Zandkarimi Eghbal, Moghimbeigi Abbas, Mahjub Hossein, Majdzadeh Reza
Department of Biostatistics, School of Public Health, Hamadan University of Medical Sciences, Hamadan, Iran.
Modeling of Noncommunicable Diseases Research Center, Department of Biostatistics, School of Public Health, Hamadan University of Medical Sciences, Hamadan, Iran.
J Appl Stat. 2019 Jul 2;47(2):287-305. doi: 10.1080/02664763.2019.1636942. eCollection 2020.

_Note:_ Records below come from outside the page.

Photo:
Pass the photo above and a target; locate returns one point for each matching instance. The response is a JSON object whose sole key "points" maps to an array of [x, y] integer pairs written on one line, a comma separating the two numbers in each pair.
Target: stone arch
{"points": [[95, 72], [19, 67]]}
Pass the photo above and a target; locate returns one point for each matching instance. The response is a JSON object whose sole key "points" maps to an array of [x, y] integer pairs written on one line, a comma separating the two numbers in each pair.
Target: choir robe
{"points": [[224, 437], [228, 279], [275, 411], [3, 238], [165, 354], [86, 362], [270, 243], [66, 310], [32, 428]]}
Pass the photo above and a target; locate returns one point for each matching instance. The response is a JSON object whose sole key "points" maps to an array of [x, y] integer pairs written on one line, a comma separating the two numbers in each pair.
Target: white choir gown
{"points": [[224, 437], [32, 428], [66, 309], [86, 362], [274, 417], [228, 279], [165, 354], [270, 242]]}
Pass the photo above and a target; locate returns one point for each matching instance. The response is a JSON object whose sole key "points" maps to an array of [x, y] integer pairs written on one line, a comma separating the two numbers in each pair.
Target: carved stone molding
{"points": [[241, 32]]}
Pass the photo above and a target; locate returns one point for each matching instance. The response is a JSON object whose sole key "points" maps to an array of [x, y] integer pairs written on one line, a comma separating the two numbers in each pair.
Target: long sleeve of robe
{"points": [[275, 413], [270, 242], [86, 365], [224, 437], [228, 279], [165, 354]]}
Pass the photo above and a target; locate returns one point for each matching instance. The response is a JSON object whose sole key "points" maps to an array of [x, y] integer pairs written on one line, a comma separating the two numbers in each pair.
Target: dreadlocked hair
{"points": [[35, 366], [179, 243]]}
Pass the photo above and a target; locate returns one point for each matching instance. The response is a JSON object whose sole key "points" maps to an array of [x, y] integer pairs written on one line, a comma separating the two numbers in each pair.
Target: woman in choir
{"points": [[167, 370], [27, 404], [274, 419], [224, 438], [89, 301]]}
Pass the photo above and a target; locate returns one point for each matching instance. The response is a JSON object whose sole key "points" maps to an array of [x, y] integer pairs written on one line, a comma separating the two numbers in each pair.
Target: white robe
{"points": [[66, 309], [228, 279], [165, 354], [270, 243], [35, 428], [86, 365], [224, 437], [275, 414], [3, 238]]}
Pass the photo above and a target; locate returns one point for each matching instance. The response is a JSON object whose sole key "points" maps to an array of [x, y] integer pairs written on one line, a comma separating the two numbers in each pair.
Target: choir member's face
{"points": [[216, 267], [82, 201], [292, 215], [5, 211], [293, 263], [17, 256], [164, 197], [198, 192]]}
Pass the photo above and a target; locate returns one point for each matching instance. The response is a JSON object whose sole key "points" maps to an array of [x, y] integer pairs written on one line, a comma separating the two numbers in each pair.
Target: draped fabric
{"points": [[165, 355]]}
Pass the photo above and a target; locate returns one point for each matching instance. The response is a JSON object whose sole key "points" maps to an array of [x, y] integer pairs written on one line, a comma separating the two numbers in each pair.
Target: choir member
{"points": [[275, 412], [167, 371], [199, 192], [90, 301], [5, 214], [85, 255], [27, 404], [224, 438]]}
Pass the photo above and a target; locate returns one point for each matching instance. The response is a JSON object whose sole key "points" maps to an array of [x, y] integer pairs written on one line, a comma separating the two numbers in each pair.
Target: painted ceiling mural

A popular way to model correlated count data with excess zeros and over-dispersion simultaneously is by means of the multilevel zero-inflated negative binomial (MZINB) distribution. Due to the complexity of the likelihood of these models, numerical methods such as the EM algorithm are used to estimate parameters. On the other hand, in the presence of outliers or when mixture components are poorly separated, the likelihood-based methods can become unstable. To overcome this challenge, we extend the robust expectation-solution (RES) approach for building a robust estimator of the regression parameters in the MZINB model. This approach achieves robustness by applying robust estimating equations in the S-step instead of estimating equations in the M-step of the EM algorithm. The robust estimation equation in the logistic component only weighs the design matrix (X) and reduces the effect of the leverage points, but in the negative binomial component, the influence of deviations on the response (Y) and design matrix (X) are bound separately. Simulation studies under various settings show that the RES algorithm gives us consistent estimates with smaller biases than the EM algorithm under contaminations. The RES algorithm applies to the data of the DMFT index and the fertility rate data.
一种同时对具有过多零值和过度离散的相关计数数据进行建模的常用方法是通过多级零膨胀负二项式(MZINB)分布。由于这些模型似然性的复杂性,诸如期望最大化(EM)算法等数值方法被用于估计参数。另一方面,在存在异常值或混合成分分离不佳的情况下,基于似然性的方法可能会变得不稳定。为了克服这一挑战,我们扩展了稳健期望 - 解(RES)方法,以构建MZINB模型中回归参数的稳健估计量。该方法通过在S步应用稳健估计方程而非EM算法M步中的估计方程来实现稳健性。逻辑斯蒂成分中的稳健估计方程仅对设计矩阵(X)进行加权,并减少杠杆点的影响,但在负二项式成分中,偏差对响应(Y)和设计矩阵(X)的影响是分别约束的。在各种设置下的模拟研究表明,RES算法在存在污染的情况下能给出比EM算法偏差更小的一致估计。RES算法适用于龋失补指数(DMFT)数据和生育率数据。